Machine Learning in Elixir: shouldn't z-score should be based on standard deviation (ch 1, B3.0)?

nathanl · 15 March 2024 13:31

@seanmor5
On p. 41 it says:

For now, you’ll use standardization to scale your data…

then the following code is given

cols = ~w(sepal_width sepal_length petal_length petal_width)
normalized_iris =
  DF.mutate(
    iris,
    col <- across(^cols) do
      {col.name, (col - mean(col)) / variance(col)}
      end
    )

I’m very much a statistics newbie and learning as I go, but according to this page:

So to convert a value to a Standard Score (“z-score”):

first subtract the mean,

then divide by the Standard Deviation [emphasis mine]

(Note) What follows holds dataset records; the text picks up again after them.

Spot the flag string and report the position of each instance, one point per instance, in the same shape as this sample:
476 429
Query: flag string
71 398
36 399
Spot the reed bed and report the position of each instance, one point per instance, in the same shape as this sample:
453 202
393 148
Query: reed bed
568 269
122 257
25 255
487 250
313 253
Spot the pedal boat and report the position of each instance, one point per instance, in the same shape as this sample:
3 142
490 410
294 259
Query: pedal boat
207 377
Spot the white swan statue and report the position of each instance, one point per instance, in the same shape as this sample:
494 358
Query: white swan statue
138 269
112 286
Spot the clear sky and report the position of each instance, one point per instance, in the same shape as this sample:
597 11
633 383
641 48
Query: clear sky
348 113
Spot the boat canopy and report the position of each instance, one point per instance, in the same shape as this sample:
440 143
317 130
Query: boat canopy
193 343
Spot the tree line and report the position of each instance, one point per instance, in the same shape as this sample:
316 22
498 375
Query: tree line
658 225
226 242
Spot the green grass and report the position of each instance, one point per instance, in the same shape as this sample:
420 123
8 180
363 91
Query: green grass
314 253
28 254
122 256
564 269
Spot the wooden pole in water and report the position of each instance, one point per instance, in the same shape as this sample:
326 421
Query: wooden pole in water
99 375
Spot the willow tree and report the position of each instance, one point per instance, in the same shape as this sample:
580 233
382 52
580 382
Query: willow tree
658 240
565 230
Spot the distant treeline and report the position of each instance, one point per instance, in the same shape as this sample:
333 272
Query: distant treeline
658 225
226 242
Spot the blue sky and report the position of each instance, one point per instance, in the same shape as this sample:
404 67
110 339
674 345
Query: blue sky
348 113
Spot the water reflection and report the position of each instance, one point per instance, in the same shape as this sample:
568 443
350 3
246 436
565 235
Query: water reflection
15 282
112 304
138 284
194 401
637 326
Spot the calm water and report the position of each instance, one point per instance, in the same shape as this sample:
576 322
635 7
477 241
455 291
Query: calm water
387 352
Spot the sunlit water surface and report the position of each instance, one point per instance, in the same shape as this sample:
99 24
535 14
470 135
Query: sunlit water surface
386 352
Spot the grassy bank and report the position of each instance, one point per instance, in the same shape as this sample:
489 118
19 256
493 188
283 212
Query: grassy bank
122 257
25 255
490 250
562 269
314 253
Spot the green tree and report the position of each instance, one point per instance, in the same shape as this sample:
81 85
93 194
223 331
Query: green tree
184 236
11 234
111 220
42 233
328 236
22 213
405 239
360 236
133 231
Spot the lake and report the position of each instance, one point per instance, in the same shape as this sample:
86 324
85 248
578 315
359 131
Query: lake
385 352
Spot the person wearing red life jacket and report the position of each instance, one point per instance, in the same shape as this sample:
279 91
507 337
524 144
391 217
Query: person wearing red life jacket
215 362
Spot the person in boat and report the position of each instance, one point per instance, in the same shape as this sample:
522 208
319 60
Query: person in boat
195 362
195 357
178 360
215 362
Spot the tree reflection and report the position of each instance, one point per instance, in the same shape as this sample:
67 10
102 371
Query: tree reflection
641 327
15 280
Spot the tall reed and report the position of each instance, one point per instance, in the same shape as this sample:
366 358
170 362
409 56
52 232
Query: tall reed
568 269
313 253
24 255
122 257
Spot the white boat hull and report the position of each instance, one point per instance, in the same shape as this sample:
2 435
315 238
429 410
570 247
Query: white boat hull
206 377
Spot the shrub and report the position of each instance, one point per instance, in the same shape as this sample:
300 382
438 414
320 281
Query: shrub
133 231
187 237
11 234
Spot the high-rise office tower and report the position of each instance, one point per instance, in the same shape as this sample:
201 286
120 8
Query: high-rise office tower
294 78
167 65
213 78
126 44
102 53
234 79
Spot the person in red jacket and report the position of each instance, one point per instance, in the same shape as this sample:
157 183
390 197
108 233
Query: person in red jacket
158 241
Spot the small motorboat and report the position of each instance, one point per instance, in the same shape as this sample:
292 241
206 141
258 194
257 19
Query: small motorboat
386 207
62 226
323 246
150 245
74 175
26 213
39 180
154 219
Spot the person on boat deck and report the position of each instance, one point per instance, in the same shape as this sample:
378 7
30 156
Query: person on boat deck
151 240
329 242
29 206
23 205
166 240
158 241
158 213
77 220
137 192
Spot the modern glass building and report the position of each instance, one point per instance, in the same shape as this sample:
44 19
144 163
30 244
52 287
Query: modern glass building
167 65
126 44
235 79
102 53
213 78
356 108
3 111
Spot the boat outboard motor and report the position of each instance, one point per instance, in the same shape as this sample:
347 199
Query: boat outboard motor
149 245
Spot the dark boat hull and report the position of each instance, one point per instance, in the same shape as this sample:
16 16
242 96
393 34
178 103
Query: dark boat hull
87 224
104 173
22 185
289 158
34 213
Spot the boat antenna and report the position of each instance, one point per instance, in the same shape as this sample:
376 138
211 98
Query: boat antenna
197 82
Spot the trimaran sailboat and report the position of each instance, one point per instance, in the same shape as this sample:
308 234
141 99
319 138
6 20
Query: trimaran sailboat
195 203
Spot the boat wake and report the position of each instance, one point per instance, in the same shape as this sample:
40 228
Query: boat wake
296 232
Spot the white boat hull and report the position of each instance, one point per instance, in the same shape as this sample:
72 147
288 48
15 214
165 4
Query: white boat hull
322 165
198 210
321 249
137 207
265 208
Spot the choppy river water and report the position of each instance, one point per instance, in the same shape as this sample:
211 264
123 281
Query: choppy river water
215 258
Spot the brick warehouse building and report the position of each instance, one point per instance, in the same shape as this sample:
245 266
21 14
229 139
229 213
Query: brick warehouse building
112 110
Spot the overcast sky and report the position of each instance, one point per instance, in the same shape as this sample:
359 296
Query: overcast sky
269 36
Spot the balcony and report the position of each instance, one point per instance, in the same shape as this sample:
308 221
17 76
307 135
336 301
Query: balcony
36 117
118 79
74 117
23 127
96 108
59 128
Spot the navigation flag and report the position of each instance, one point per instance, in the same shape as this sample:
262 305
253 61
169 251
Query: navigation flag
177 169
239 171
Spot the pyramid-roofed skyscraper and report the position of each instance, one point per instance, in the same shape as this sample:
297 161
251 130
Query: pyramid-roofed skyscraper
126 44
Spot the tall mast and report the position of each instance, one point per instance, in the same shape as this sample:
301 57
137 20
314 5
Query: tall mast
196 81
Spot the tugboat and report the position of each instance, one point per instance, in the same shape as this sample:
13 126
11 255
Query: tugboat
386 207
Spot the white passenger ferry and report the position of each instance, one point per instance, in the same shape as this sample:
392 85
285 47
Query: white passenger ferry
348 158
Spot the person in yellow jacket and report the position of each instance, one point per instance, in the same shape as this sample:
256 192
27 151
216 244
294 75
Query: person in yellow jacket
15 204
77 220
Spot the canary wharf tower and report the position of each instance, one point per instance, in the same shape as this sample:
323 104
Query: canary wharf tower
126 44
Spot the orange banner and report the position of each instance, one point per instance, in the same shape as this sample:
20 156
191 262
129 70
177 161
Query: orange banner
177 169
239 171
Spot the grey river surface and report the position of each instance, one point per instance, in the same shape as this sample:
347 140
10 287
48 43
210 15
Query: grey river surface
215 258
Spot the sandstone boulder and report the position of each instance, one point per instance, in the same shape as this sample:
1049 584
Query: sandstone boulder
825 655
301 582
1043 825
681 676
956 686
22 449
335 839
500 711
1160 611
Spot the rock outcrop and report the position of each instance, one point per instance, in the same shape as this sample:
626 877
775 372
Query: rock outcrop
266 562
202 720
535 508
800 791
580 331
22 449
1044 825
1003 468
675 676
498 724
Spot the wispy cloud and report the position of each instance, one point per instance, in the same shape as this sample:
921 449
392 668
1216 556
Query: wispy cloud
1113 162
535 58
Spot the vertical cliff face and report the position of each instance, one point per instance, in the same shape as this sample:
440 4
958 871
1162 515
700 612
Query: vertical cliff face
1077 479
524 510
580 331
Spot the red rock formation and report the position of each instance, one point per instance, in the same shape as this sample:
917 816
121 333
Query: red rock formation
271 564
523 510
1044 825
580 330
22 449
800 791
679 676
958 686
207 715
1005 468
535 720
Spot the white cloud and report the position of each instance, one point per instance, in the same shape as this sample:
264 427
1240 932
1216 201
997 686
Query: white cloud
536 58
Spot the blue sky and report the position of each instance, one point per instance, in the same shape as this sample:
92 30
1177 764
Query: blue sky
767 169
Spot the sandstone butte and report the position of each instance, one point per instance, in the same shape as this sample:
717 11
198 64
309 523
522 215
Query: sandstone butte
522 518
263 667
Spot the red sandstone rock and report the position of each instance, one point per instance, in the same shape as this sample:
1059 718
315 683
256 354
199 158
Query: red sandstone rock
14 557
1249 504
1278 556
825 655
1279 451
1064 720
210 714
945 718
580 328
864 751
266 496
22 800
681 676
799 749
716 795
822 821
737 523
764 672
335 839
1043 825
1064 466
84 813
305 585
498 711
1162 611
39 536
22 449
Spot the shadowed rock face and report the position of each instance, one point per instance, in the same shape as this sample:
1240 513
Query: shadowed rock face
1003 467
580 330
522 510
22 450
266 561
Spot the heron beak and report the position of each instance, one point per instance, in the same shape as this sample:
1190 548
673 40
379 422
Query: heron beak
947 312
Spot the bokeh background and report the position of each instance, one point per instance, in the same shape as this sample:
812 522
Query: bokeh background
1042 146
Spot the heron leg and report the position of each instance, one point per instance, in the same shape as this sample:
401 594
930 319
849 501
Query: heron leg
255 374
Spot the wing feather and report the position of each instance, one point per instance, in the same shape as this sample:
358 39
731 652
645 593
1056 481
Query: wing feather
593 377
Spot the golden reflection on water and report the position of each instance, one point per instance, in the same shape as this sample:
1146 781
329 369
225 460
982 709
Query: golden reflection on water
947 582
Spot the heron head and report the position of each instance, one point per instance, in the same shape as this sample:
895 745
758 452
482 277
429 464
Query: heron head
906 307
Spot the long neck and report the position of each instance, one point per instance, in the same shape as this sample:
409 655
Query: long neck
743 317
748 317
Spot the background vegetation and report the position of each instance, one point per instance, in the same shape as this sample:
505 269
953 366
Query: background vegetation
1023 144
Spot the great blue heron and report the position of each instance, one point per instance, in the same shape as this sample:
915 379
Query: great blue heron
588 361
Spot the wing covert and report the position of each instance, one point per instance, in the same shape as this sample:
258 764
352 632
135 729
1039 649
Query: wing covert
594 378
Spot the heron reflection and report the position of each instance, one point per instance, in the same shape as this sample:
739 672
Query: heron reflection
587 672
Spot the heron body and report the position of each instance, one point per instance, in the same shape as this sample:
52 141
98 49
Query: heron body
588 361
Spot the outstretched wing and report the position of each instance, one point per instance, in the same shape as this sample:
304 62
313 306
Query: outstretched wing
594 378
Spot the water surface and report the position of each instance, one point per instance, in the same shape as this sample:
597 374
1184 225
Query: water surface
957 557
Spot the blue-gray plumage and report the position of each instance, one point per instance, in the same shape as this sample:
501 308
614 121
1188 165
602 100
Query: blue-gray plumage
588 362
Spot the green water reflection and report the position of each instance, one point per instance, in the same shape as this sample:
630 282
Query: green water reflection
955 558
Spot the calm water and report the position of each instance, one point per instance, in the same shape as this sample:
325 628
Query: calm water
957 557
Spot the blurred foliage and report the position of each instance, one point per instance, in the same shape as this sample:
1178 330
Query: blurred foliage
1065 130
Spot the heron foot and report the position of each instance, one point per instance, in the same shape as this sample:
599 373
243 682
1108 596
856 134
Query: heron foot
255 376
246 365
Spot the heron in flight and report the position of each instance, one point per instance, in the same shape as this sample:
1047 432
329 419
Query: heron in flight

And doing that is called “Standardizing”

That site explains Standard Deviation here: Standard Deviation and Variance

So in this code sample, shouldn’t we divide by standard_deviation(col) instead of by variance(col), like this?

cols = ~w(sepal_width sepal_length petal_length petal_width)
normalized_iris =
  DF.mutate(
    iris,
    col <- across(^cols) do
      {col.name, (col - mean(col)) / standard_deviation(col)}
      end
    )

Using the variance(col) version, I get an evaluated accuracy like this:

%{
  0 => %{
    "accuracy" => #Nx.Tensor<
      f32
      0.8999999761581421
    >
  }
}

Using the standard_deviation(col) version, that goes up to 0.9666666388511658.